You can see by reading my previous email, Mik, that we agree the convention is a Board responsibility pursuant to the Bylaws, not a responsibility of the state chair. This year the Board ceded actual responsibility for arranging that conference to the state chair, who in practice served as a committee of one. It’s safe to say if one member in good standing fails to receive notice of any rescheduled convention for any reason, that meeting would not be invalid if there was evidence that the notice was actually sent in accordance with the Bylaws. This year evidence seems scare that the act of sending official notice to all LPPA members actually happened. There is a big difference between your hypothetical “one missed member” and this year’s failure to send notice by Bylaws-required means to all members in good standing. I’m on the membership list, but I received no notice of the event except through the Yahoo BB email group, which we know excludes members that Tom has disapproved of, and certainly is not subscribed to by every LPPA member in good standing. If the Board inquires it will find other members did not receive notice via email, phone, or U.S. mail. If the Board chooses to pretend there was no problem with the meeting notice this year, the Board will probably have to deal with credible grievances that the proceedings of an April 27 business meeting in convention are invalid.
And as previously reported, Steve Scheetz also wrote:
[Stevens] renamed all of the facebook LPPA pages he controlled, or he took them down.
This came after Tom Stevens had an independent LPPA facebook page shut down under threat of lawsuit. However, he has now changed the official LPPA facebook page that he controls to no longer be affiliated with the LPPA. The new headline image for the group is the Statue of Liberty holding a gun to its own head.
Currently, Past LPPA Chair, David Jahn (who is chair of Delaware County) is being refused access to the membership data for his county. [...] I of course, was not [given county data] despite the fact that I have been chair for 4 years.
Erik Viker in IPR comments:
I have little respect for rules fetishists, but some rules are necessary for a functioning organization. One critical example is adequate notice for the most important event of the political party, the annual business meeting in convention. It has become obvious that as conference coordinator Tom Stevens failed to provide the 50-days advance notice to all members in good standing by email, telephone or U.S. mail as required by the bylaws. Members who were banned by Tom from the Yahoo email group did not get notice as required, and not every member in good standing was subscribed. As disappointing as it may be to some, the proceedings of an April 27 business meeting will have no validity and members will have no obligation to recognize any officers elected then. Any platform or bylaws changes will be meaningless.

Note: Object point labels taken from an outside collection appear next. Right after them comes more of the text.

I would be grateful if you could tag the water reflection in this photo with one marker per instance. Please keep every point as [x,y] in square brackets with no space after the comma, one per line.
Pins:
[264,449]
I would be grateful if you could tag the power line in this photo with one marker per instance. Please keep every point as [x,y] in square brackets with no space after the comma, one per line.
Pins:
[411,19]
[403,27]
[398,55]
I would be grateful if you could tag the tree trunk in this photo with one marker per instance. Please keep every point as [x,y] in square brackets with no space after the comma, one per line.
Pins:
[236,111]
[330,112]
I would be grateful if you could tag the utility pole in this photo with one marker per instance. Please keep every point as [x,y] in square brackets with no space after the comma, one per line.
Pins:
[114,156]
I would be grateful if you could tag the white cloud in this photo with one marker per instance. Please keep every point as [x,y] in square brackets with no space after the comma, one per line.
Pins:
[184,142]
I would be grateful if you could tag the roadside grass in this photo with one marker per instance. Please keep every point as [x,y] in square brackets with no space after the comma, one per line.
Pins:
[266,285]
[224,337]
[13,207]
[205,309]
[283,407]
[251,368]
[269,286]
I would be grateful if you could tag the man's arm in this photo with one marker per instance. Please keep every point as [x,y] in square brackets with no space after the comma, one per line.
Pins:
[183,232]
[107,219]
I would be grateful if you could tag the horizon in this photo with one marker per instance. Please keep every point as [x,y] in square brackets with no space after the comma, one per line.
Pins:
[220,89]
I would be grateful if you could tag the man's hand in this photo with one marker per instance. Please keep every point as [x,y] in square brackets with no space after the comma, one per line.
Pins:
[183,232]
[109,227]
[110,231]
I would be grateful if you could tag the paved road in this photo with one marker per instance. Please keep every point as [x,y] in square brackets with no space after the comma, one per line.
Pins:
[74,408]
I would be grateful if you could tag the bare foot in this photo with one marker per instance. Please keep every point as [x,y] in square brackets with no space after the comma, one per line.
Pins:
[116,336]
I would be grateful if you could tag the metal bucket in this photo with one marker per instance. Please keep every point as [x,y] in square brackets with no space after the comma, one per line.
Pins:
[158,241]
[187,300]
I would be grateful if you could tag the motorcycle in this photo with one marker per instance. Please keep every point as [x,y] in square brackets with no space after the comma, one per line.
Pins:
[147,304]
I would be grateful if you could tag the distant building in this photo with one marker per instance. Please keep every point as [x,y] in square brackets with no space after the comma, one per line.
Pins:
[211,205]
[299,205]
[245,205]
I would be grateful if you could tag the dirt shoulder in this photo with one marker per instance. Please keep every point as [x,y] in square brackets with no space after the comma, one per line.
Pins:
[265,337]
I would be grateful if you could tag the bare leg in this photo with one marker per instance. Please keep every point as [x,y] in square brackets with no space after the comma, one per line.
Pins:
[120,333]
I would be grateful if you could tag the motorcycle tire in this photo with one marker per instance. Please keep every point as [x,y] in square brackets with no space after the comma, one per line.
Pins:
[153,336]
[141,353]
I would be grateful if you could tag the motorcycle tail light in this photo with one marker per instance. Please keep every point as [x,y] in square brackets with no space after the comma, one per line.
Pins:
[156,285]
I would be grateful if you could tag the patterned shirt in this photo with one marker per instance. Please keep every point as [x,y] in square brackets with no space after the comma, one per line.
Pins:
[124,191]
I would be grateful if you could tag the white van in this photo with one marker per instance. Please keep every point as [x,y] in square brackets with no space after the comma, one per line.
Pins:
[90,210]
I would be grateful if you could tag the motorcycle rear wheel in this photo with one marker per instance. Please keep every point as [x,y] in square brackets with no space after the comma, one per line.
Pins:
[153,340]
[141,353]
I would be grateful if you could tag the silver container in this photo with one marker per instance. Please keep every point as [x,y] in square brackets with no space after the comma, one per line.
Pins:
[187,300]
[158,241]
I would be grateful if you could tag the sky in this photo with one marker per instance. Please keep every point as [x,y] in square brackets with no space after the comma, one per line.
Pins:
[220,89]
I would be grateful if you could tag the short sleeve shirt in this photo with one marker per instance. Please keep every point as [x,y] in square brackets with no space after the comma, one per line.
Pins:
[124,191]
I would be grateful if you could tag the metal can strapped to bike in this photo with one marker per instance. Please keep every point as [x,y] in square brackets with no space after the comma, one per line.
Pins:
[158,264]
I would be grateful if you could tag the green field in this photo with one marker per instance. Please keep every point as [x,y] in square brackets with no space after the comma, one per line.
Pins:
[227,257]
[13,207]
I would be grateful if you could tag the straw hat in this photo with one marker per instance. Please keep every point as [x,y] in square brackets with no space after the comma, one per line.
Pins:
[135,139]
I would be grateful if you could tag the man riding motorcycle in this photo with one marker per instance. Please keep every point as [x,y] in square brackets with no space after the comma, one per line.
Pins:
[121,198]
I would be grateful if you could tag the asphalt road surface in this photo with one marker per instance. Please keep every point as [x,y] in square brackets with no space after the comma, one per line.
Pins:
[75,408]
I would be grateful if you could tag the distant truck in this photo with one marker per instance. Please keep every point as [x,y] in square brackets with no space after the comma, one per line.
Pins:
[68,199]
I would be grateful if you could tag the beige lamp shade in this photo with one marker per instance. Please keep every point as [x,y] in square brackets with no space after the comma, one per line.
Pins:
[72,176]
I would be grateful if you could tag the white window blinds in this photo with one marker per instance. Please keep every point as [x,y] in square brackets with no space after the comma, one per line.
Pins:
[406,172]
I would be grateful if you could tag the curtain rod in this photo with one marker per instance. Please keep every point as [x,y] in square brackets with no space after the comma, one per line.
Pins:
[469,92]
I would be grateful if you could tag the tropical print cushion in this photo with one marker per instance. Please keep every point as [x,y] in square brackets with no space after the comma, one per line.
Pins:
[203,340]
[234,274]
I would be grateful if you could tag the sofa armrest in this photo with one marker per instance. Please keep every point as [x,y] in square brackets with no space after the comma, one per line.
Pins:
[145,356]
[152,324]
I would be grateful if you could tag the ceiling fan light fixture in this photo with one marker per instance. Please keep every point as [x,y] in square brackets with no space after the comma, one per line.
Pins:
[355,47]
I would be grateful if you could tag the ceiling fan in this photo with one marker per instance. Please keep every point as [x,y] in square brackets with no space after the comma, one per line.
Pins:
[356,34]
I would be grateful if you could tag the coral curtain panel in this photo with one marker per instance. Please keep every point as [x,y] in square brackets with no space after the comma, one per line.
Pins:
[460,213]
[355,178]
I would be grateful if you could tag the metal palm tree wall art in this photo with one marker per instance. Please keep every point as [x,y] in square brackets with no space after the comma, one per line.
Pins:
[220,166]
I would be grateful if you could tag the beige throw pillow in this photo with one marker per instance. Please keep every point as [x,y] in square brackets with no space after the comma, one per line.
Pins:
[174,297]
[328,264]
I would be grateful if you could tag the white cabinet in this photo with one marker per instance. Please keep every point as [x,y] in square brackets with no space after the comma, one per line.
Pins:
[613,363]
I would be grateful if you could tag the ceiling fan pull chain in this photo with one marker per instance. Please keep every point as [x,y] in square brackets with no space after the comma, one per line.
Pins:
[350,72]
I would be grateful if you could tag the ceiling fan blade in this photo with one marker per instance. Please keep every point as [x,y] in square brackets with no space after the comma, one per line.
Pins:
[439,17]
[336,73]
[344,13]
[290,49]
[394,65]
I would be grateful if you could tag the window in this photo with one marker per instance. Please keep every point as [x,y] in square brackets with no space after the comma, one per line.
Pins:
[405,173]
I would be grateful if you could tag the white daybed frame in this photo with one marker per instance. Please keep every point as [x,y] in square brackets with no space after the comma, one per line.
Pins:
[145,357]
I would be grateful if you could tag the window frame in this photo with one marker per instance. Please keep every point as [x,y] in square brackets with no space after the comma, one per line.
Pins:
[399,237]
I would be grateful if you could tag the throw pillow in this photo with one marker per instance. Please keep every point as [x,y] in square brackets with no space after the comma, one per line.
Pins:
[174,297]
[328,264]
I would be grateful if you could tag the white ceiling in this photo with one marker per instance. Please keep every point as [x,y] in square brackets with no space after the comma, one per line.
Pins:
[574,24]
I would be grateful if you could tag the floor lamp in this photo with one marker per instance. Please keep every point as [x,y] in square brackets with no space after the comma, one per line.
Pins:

The painful but necessary solution is this:
1. The LPPA Board meets to demand the immediate resignation of those responsible for this failing, or the removal from office of those persons. This may result in a vice-chair becoming temporary state chair, but will go a long way toward restoring confidence in the Board.
2. The Board should set a date for the 2013 business meeting that allows for 50 days notice and enough time to make arrangements for a meeting room. The bylaws grant this responsibility to the Board, which has no obligation to check all sorts of people’s calendars first. Anyone who cares enough to be a delegate or run for state office will rearrange their calendars to attend. That is what 50-days notice is for.
3. The Board should designate a person to secure a meeting space for the date selected, preferably in a central location. The borough of State College is very close to the geographic center of Pennsylvania and would have many options for a meeting of this size. Do not try to plan speakers or workshops. Secure a meeting space and refreshments for a four-hour event. Any decent hotel will suffice.
4. Use the most current list of members in good standing to determine who must get notification of the annual business meeting.
5. Designate a trustworthy person (we seem to lack a functioning secretary) to send a notice by U.S. Mail to all members in good standing, as this notification method will to avoid people missing a phone message or having an email go into a spam filter.
6. Set an agenda as described in LPPA byways and convention rules, publish that agenda, and run that meeting. Let the healing begin.